Katana Zero has stylish 2D pixel art, is ultra-violent, and is a quick-paced game. It is incredibly hard; you die a lot and restart the game as much as a Devolver Digital game should. Even if someone else tried to publish it, I think Devolver Digital would still burst through the window and grab it. This is Devolver’s bread and butter. Look at their other games, Carrion and Hotline Miami (which are also awesome, and I thoroughly recommend).


The extreme difficulty of the game is also worth touching on. The game seems to hate you, and you have been stuck on this level for half an hour now, but something makes you continue, pushing through on the 31st try, swearing those stupid shielded enemies have ridiculous reaction times and the slow-motion power isn’t working. But then you enter the zone, and you suddenly destroy everything effortlessly.

The game is also carried by its great soundtrack of 80’s synth wave pop, whose smooth rhythms keep you going as the baseline thumps in time with your movements, and the whole game seems to melt away into a blur of music and violence transforming into a beautiful ballet of swords and clubs.

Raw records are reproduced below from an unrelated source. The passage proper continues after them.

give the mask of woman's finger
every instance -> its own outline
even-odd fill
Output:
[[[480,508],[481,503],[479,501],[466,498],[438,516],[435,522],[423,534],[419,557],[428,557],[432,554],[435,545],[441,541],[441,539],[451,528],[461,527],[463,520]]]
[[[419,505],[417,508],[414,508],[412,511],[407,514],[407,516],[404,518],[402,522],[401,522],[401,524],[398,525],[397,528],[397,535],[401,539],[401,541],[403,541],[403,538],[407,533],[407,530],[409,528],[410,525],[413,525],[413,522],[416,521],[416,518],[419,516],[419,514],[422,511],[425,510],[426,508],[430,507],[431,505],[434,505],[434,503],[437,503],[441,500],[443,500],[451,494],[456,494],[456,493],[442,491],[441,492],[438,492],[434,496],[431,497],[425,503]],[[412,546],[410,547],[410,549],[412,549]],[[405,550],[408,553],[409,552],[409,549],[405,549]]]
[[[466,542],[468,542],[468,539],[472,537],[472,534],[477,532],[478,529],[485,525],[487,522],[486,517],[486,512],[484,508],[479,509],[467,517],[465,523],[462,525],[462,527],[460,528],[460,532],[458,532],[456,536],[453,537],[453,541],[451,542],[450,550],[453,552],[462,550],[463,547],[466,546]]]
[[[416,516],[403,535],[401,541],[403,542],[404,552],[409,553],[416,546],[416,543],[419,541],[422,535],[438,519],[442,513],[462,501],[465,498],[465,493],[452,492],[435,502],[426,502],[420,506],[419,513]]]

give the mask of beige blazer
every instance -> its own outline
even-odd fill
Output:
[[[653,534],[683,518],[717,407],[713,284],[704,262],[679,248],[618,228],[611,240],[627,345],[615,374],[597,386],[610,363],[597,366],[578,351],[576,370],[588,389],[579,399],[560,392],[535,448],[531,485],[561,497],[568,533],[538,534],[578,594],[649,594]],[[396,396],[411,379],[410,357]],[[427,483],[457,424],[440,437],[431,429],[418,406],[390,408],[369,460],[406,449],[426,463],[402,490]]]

The other selling point of Katana Zero is its slow-motion ability, in which the player can enter a room, throw a knife at a thug, slice a turret in half, and ricochet the gunman’s bullet back at him before the first second of real-time has even passed. At the end of every room, the game gives you a short preview of what you just did in real-time because, in slow motion, it kind of feels lame, and you say, “Oh, wait… I’m a badass”.

Once you beat the game the first time, you unlock the fantastic speed run mode, where all of your skills come into play. This mode is incredibly hard, and I am, terrible at it, but it is yet another way that the game adds playability after the end.

Katana Zero is an effortlessly stylish trip that is frustrating not to the point of irritation but to the point of making you feel like a god when you finally beat a challenge. I strongly recommend you play it.